It’s 10 am in the morning and Ed Chan, the CEO of Walmart China, is straightening his tie on the stage of the newly built Congress centre in Tianjin. There are 95 men in black and five women in the room, waiting for Mr Zein Mahmoud Abdalla, the CEO of Pepsi Europe, to kick off a World Economic Forum panel discussion on the “emerging new consumer”. Mr Chan looks slightly uncomfortable in his chair. Beside him sits Mr Feng Dongming, the CEO of Markor Investment Group from China, and Mr Chander Prakash Gurnani, the CEO of Mahindra Satyam, from India. The overall theme of the conference is – sustainability.
Big multinational companies are on their toes, and for good reason. Up until now they have been able to control the supply of goods and services on the global market. Customer behaviour and the structure of the global market is, however, changing at a fast rate. One sign of this is the steady growth in annual online sales. Furthermore, an increasing number of customers both on the developed and the emerging markets wants to know exactly what they are buying.
“We have noticed this, and so we need to pay more attention to the transparency of our supplier networks”, says Mr Ed Chan from Walmart.
There is, however, more to this. People want to be good. Let’s imagine a small market survey that asks people “who would you like to give your money to?” Options: “A: a handful of big multinational companies” or “B: a number of smaller local companies”. A wild guess is that 40 per cent of us have never thought about it and could not tell, 25 per cent could not care less, 5 per cent would say A because of their stock portfolio, but perhaps 30 per cent would rather choose option B.
Also, let’s imagine that this Christmas, those 30 per cent would shift from buying their presents from big brands to buying from smaller local brands. From a macro-economical point of view, the consequences would be considerable. Thirty per cent of the total Christmas sales is lots of money. It means lots of losses for brands like GAP, NIKE and Pepsi, and lots of gains for individual crafters and designers on places like Etsy.
From the sustainability point of view in particular, we should be interested in who gets to offer products to the emerging consumer. This has to do with how we distribute wealth from the growth.

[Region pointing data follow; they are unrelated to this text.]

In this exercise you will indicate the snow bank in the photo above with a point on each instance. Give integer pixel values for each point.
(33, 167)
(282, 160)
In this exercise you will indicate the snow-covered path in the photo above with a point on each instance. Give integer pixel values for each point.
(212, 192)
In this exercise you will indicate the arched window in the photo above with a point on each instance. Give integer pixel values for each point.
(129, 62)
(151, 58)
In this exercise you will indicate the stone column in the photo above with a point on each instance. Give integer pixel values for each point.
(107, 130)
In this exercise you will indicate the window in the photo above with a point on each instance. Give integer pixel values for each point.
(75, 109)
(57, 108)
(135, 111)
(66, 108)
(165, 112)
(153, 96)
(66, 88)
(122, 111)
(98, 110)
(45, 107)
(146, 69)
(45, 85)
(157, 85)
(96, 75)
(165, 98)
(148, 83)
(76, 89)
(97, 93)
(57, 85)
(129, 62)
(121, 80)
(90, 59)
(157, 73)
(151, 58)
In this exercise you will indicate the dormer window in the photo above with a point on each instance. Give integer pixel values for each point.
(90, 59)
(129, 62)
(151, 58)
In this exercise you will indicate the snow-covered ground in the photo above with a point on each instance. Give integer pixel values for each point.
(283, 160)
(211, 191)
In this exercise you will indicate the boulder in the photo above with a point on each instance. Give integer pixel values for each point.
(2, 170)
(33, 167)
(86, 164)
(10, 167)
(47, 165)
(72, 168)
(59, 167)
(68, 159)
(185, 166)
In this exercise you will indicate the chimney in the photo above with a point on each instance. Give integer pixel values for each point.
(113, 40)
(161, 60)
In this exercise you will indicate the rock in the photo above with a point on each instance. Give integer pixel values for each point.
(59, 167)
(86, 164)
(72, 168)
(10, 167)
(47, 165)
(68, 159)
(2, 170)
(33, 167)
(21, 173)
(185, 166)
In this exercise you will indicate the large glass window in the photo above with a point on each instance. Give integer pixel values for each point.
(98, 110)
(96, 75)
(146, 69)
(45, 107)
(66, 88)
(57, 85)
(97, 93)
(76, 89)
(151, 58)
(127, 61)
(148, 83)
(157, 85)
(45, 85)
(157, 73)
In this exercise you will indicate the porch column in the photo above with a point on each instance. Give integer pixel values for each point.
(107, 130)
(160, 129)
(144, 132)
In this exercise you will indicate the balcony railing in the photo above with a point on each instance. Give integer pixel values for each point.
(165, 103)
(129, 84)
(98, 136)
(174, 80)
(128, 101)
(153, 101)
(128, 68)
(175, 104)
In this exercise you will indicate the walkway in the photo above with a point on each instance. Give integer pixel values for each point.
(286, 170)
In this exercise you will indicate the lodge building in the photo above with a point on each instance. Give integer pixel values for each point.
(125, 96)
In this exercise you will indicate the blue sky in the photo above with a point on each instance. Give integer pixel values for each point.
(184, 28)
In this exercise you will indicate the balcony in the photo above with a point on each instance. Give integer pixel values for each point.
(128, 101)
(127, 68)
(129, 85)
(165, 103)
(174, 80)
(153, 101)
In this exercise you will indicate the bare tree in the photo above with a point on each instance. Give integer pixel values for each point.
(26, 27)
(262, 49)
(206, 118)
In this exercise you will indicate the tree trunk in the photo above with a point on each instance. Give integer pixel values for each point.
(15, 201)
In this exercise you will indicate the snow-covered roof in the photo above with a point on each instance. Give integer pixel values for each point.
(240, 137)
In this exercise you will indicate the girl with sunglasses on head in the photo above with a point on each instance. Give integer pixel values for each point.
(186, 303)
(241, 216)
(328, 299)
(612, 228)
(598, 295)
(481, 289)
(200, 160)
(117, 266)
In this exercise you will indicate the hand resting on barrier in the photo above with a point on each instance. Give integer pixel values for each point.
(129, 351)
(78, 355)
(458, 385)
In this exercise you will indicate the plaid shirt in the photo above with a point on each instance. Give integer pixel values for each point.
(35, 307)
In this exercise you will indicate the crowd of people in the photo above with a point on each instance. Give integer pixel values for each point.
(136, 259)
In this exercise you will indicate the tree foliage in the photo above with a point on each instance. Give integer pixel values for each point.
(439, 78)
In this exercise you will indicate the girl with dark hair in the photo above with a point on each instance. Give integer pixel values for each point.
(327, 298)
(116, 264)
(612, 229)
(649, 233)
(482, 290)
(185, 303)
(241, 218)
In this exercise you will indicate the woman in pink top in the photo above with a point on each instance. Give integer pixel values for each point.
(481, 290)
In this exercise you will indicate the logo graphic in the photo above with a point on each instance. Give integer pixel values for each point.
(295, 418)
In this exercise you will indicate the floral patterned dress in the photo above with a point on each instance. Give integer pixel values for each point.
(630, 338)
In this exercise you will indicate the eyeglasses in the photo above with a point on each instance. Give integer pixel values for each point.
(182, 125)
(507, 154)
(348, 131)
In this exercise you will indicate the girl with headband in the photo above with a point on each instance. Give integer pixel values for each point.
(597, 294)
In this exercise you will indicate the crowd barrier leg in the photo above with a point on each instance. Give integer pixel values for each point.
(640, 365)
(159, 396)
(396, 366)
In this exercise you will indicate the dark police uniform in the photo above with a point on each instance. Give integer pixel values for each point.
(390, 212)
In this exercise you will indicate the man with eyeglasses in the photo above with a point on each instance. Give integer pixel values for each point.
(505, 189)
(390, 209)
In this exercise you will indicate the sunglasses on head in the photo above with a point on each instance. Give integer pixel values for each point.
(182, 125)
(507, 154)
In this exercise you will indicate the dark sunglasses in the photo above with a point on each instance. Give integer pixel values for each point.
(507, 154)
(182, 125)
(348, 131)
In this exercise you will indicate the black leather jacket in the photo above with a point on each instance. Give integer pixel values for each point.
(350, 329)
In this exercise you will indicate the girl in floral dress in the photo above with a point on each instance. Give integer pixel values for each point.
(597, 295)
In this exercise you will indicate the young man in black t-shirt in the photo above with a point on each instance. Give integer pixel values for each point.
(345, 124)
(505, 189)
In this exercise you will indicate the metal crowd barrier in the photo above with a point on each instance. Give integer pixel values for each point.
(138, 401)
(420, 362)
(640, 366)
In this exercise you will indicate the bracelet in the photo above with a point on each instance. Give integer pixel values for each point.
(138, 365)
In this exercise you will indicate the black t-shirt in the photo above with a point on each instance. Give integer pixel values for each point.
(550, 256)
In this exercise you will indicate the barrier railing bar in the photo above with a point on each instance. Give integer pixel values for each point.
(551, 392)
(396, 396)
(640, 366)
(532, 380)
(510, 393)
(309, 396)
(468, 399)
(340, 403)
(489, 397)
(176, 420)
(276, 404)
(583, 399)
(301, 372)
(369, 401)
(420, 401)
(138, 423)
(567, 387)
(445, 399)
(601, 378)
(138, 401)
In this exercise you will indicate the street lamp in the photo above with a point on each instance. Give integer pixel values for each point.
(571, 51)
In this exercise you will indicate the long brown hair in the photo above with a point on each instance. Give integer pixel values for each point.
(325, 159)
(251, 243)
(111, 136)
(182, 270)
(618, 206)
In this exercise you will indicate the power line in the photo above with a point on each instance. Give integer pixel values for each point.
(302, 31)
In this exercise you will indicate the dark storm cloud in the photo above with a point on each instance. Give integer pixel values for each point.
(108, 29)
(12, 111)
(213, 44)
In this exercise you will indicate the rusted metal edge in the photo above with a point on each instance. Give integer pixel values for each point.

Setting up a presence on the global market has become ridiculously easy. Starting your online store takes five minutes. Signing up for a long tail search engine takes one email. Buying keywords, three minutes. Advertising to your friends requires one click on Facebook. Of course, if you are a one-person entrepreneur, scaling is still a problem – or is it?
On Etsy alone there are currently 6.5 million users and there seems to be no end to its growth. New search engines and shopping places for small brands and fair trade are popping up like mushrooms after rain. Can the small really beat the big? Difficult to say, but at least the long tail can put up a fight against the fat tail.
Or perhaps they don’t have to fight. Perhaps, under the pressure from consumers, multinationals are willing to consider complementing their centralized models of production and marketing with more distributed models. Would they really? I must ask.
Mr Abdalla coughs, Mr Ed Chan straightens his tie again, and Mr Dongming stares into the emptiness. “You are right”, said Mr. Gurnani finally, “the internet is coming”.